La presse française, fidèle à la monarchie, commence rapidement à émettre des articles sur le sujet afin de préparer la population du royaume de France au début d’une « belle et sainte » conquête. En fait, la vérité est tout autre. De ces chrétiens mis en esclavages dont on dénonce un nombre croissant, ils ne sont qu’une infime minorité au sein de la Régence et la piraterie quasi inexistante depuis la fin du XVIIIème siècle. L’image de la Régence est mauvaise en France. C’était oublié que cette province de l’Empire turque est agricole à 95% et un des meilleurs greniers à blé des côtes Barbaresques.

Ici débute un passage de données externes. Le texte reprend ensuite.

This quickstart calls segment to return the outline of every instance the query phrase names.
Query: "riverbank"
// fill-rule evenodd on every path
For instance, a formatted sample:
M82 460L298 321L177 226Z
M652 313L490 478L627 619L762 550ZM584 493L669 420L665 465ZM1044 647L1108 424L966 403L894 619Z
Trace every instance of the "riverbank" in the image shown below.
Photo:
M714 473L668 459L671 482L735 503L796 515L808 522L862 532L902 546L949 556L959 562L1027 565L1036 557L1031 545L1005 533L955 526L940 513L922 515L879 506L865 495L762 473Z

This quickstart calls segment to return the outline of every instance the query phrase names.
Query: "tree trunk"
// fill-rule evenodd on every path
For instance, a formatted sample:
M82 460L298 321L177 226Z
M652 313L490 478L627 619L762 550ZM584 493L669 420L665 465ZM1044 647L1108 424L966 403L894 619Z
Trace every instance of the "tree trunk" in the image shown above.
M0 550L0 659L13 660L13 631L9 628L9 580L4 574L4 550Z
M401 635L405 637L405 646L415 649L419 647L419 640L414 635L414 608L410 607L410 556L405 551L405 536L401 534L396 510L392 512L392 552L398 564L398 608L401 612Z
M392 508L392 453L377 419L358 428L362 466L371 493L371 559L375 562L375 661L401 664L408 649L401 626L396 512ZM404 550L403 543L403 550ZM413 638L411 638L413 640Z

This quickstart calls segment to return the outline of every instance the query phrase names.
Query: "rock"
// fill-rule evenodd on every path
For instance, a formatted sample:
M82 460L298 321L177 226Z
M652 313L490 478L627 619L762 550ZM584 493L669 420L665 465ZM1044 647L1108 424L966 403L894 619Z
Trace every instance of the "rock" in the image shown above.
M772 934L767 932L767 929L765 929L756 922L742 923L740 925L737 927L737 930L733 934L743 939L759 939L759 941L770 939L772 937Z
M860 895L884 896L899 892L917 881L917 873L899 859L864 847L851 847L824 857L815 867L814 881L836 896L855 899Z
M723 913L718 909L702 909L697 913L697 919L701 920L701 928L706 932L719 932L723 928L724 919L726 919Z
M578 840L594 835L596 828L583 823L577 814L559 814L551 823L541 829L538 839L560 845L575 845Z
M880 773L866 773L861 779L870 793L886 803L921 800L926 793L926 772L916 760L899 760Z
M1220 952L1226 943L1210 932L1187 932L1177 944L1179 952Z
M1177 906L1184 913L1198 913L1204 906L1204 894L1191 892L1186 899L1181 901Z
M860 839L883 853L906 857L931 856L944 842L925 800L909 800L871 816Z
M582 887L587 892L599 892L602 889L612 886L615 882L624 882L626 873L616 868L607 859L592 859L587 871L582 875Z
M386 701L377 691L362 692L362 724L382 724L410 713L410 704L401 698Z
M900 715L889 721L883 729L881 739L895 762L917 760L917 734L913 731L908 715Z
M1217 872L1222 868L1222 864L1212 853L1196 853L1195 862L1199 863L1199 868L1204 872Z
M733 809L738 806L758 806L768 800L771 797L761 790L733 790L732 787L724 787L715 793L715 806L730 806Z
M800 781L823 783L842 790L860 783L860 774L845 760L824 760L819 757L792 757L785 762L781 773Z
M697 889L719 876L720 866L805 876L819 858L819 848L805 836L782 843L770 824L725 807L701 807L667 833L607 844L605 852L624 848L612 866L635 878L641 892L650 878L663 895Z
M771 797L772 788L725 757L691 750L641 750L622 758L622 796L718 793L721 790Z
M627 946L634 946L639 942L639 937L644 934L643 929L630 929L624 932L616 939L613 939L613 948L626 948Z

Qu’importe, le 27 mai 1830, 37 000 soldats et 457 navires appareillent de la rade de Toulon vers la Régence d’Alger. A sa tête, le comte Louis de Bourmont dont le ralliement s’est fait au prix de sa nomination à la tête de cette armée française dont le pavillon maritime blanc chargé de deux bandes horizontales coupée de rouge et de bleu agrémenté de 3 fleurs de Lys claque au vent.
Ainsi raconte-t-on l’agitation qui régnait alors sur le port de Toulon : « Les rues, les quais, les places publiques de Toulon étaient remplis de soldats, de matelots, de curieux, de marchands, de spéculateurs, et de toutes les catégories d’intrigants, d’usuriers, de fripons et de désœuvrés qui se traînent à la suite des armées, dans l’espoir d’avoir part au butin, en se mettant à la remorque de quelques fournisseurs ou de quelques sous-traitants. » ( …)
Conquête de l’Algérie française
Le 14 juin 1830, le corps expéditionnaire débarque le 14 juin 1830 à Sidi Ferouch. Ce n’est que 4 jours plus tard après quelques combats acharnés qui coûteront la vie à 3500 turcomans de la Régence et 600 français que la route d’Alger est ouverte. La capitale de la Régence capitule définitivement le 18 juillet. De Bourmont recevra son bâton de Maréchal dans la douleur. De ses quatre enfants engagés à ses côtés dans cette expédition, un de ses fils y a trouvé la mort. L’annonce de la prise d’Alger est vécue comme une exaltation par l’Archevêque de Paris, Monseigneur de Quelen qui lors du Te Deum du 11 juillet suivant prononce une vibrante homélie, où Charles X est titré de fils de Saint Louis avant d’évoquer une alliance entre le trône et l’autel indissociable de la monarchie. Même l’Evêque de Marseille évoque une reconstitution de l’Afrique chrétienne. La ville a été pillée telle que le fut Jérusalem en son temps lors de la première croisade, de Bourmont confisqua le trésor de la Régence (soit l’équivalent de nos 4 milliards d'euros actuels dont une partie finança le trésor royal) et proclame aux habitants « qu’il vient les libérer du joug turque », leur promettant « un souverain de leur choix ».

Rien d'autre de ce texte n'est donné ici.